Pain occurs during a normal vaginal birth for basically three reasons. It can happen during transition, which is simply the most cervical dilation in the shortest period of time. Nature, however, makes the most painful period also the shortest. A typical transition rarely lasts more than about 15 minutes. If the labouring mother is told that she is in transition, and knows that she is almost through, she may be able to continue with out an epidural. If she were to have an epidural during transition, she would have to remain curled up on her side with a needle in her back, without moving, and would not receive any pain relief for transition itself, as an epidural takes 20 to 30 minutes to become effective. She would then have the added risk during second-stage Labor of not being able to push as effectively. Most doctors will recommend against having an epidural this late in Labor for that very reason. The key to dealing with the pain of transition is to know it doesn't last for long, and to choose one position that feels right; to relax completely, surrendering to and trusting in the process.
Another reason for pain in a normal childbirth is back Labor. Most women experience contractions low and in the front, similar to a menstrual cramp. But when the baby is in a posterior presenting position (the baby is facing the mother's pubic bone), pressure can be more intense on the mother's lower back and even tailbone during contractions (however, this is not always the case). By getting on her hands and knees, which pulls the baby away from her back, and having her coach give her counter-pressure (an intense circular pressure with the fist into the painful spot), the birthing mother can effectively minimise back Labor. Also, walking and changing positions can help to rotate the baby out of the posterior position, relieving back Labor completely.

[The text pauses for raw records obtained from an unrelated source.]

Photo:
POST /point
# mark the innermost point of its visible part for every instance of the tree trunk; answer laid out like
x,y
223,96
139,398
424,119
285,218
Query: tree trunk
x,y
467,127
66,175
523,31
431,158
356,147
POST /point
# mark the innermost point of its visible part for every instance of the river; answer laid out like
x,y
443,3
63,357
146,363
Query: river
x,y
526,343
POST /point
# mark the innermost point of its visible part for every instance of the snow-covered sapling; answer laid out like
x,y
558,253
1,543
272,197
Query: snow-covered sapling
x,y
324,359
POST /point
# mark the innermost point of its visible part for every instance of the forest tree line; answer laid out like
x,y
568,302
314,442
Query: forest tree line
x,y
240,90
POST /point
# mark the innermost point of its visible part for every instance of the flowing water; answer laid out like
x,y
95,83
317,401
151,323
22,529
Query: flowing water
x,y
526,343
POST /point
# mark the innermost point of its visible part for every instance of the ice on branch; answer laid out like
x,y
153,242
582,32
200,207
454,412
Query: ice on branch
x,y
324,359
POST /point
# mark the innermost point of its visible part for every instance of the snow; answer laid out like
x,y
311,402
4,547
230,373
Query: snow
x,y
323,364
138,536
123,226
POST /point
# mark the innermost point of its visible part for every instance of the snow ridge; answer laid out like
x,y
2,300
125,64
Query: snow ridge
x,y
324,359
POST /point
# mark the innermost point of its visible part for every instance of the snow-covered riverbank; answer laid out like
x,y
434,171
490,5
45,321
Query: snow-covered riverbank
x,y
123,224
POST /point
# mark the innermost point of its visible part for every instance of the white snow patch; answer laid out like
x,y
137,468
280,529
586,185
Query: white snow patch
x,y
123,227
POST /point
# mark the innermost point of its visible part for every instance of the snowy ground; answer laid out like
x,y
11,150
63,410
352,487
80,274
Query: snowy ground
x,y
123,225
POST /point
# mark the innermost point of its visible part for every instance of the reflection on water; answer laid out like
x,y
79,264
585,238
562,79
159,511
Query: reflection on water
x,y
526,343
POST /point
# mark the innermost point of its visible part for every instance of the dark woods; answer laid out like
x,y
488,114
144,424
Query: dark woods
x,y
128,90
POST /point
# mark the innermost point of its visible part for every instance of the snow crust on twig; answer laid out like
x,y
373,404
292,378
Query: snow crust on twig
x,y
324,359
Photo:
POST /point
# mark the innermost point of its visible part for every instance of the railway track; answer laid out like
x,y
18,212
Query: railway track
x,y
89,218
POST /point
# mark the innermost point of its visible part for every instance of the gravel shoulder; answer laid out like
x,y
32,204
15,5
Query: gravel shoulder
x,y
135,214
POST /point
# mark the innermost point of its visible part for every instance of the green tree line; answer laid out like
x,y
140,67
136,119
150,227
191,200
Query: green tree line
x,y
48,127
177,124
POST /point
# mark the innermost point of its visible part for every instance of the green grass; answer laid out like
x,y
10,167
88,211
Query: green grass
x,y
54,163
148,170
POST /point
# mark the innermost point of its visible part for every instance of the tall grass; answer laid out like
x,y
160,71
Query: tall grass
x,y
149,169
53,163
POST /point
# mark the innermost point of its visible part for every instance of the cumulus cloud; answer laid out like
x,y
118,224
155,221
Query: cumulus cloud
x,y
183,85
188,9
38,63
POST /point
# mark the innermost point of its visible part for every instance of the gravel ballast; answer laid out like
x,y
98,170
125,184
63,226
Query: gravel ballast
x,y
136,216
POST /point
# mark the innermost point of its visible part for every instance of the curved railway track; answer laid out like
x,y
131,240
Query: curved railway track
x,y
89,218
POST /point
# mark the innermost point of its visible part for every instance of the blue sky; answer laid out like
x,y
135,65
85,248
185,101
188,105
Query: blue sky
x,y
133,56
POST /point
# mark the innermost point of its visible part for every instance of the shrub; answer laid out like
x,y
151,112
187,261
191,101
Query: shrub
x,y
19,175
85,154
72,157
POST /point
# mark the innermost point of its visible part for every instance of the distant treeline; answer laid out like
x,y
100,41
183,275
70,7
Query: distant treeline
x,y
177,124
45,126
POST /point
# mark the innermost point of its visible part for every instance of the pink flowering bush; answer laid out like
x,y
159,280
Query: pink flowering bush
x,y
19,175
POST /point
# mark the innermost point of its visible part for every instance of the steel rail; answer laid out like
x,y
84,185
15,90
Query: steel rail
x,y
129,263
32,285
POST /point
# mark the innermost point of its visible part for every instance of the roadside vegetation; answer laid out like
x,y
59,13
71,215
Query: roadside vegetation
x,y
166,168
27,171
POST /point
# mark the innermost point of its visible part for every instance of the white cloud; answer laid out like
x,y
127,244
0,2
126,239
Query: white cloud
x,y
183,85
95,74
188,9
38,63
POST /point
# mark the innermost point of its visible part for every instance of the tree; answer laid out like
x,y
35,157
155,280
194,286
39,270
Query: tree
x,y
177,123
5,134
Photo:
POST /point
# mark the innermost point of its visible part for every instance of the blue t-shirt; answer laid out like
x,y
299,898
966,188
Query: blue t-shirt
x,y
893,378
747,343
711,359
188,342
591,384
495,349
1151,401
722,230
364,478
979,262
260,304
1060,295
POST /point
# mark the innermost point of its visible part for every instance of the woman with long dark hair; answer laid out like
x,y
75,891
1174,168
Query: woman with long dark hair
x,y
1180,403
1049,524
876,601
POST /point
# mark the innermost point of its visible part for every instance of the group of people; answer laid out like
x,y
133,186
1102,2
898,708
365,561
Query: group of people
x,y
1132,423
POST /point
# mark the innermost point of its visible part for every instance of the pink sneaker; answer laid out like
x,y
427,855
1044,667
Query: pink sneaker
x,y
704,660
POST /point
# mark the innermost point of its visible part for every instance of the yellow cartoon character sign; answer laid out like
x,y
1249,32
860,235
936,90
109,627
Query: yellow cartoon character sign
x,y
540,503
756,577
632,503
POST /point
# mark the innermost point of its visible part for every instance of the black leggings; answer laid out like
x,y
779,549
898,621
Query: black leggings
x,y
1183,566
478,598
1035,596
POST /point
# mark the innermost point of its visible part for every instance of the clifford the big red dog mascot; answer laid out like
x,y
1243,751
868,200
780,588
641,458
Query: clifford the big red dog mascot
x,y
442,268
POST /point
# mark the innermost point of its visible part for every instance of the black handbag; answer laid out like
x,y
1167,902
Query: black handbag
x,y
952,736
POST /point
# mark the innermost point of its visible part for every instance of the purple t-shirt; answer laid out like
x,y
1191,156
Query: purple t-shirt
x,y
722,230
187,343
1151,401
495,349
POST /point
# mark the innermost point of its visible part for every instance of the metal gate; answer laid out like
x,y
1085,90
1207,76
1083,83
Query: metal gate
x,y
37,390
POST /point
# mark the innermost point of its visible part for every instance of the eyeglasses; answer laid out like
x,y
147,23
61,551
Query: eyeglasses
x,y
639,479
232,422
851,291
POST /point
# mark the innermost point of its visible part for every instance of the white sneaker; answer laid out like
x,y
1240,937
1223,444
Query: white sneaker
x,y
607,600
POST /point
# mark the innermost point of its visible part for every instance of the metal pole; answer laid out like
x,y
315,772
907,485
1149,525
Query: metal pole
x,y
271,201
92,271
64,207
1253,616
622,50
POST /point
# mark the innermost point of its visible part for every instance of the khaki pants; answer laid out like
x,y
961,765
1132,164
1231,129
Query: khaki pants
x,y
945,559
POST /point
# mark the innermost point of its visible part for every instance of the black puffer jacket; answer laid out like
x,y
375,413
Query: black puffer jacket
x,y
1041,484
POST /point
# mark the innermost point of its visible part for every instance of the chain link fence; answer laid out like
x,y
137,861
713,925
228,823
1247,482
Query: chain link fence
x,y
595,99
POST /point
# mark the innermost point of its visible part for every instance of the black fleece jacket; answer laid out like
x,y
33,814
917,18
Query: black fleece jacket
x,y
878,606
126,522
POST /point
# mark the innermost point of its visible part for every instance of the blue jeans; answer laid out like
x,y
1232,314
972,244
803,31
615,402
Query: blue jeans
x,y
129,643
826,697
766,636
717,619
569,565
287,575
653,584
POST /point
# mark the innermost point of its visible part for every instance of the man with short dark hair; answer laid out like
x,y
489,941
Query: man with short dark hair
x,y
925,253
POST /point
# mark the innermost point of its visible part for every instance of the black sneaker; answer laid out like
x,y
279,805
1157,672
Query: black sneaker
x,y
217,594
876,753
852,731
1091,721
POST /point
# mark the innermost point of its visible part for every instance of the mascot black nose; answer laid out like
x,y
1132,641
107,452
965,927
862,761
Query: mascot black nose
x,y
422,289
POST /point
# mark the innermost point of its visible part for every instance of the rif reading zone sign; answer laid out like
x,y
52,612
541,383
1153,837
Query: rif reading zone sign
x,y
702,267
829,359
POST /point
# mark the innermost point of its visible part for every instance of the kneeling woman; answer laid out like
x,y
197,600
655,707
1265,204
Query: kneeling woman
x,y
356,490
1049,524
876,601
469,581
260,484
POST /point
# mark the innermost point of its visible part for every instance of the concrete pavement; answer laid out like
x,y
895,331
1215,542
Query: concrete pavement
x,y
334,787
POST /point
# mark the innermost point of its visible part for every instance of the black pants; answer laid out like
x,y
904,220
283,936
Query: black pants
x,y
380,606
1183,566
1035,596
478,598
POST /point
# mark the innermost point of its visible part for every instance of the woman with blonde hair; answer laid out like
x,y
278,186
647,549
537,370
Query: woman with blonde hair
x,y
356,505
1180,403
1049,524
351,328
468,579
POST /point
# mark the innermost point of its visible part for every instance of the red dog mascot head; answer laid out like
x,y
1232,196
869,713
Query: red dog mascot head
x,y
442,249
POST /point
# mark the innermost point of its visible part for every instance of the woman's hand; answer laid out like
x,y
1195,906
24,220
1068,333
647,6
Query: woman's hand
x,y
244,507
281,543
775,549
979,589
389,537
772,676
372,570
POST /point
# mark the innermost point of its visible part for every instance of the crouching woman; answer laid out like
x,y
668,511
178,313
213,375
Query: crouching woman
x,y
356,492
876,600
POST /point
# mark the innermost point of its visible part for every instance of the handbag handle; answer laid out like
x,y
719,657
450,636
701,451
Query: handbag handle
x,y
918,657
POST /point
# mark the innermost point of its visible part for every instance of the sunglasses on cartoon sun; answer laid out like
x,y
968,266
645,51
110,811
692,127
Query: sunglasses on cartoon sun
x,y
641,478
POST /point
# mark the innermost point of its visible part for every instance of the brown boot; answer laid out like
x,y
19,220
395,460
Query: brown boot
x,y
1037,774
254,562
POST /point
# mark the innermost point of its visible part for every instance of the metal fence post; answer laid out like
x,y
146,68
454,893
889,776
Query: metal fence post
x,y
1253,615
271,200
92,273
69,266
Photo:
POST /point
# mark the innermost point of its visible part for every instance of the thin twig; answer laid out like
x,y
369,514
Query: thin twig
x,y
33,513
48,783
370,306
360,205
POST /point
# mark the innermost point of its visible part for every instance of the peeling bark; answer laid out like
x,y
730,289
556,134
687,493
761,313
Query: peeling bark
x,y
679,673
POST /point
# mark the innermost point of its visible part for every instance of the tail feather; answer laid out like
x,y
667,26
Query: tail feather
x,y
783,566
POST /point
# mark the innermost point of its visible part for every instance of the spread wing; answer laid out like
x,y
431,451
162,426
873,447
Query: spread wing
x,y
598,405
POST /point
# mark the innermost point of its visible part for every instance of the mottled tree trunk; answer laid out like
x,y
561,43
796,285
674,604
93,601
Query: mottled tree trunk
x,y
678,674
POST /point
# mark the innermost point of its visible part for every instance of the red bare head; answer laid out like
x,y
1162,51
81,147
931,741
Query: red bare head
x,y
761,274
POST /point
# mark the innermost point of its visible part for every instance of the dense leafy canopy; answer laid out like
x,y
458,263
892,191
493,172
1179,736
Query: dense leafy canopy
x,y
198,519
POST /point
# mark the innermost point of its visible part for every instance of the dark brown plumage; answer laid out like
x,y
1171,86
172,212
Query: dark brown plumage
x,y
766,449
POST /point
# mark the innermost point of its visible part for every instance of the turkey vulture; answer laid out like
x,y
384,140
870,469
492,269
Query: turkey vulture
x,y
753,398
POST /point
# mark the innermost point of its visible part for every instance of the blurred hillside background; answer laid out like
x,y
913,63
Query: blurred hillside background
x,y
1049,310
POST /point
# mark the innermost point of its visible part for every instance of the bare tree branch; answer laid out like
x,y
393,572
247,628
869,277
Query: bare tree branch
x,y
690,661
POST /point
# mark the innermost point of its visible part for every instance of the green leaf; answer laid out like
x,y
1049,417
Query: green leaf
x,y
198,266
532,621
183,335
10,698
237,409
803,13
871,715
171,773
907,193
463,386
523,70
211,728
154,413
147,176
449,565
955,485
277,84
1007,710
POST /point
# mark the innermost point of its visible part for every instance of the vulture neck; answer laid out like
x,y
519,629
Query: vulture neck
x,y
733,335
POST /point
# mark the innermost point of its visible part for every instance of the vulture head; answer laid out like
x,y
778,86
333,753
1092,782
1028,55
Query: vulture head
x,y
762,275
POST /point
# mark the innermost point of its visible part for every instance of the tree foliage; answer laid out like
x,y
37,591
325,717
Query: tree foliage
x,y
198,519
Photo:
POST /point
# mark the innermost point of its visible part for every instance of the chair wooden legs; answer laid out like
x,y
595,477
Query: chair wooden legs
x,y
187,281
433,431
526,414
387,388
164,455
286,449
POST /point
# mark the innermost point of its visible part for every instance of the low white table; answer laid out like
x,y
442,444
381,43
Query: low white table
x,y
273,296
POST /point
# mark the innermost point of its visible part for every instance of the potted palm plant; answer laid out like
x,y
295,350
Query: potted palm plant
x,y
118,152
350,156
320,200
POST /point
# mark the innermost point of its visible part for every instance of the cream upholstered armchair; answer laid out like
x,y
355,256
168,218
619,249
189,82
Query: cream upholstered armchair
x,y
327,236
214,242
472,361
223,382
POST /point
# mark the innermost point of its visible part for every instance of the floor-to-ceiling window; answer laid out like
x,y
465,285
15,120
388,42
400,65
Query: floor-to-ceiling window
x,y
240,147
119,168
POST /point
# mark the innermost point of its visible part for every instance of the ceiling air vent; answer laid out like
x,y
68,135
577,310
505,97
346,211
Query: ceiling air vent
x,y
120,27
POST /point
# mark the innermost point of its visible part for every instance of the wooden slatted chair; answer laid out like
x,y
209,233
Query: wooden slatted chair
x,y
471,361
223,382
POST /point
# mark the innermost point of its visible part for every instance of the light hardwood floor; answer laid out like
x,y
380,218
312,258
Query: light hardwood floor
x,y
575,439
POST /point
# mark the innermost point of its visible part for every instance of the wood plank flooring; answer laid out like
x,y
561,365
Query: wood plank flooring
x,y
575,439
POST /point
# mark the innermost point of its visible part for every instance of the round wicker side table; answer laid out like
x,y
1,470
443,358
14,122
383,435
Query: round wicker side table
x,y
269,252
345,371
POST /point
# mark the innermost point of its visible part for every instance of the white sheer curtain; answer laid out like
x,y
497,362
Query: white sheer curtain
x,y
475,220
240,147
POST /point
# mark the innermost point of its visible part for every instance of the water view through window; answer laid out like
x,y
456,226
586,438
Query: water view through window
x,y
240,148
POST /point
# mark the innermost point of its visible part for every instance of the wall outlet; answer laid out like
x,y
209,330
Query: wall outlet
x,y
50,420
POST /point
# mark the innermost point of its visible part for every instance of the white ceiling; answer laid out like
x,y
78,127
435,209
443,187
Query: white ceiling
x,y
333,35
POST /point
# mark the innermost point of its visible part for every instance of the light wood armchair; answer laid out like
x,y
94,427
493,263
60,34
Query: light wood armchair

Crowning -- the point at which the baby emerges from the vagina during secondstage Labor -- can also cause pain. During this time, the mother's perineum (the skin and muscles between the rectum and vagina) are being stretched to their maximum. Again, nature makes the most difficult moments the shortest. Crowning rarely lasts longer than one to three pushes in an unmedicated birth. By choosing her own birthing position and avoiding the traditional hospital pushing positions, the mother can make crowning far less painful. Squatting widens the pelvic outlet by up to 28 percent in a pregnant woman and utilises gravity to assist the birth. By using effective pushing techniques learned in a good childbirth class, staying in good physical condition, doing Kegel exercises during pregnancy, and having her healthcare provider perform perineal massage or support during the birth, the mother can minimise the pain of crowning.
Other reasons for pain during childbirth are the result of abnormal Labor and birth complications. It is during these circumstances that we can be truly thankful for medical technology.
Once women are educated about epidurals it becomes clear that avoiding one during childbirth may be well worth it to both mother and baby. Truly needing one, or deciding to have one as an informed choice at the time of the birth, on the other hand, need not leave the new mother feeling guilty.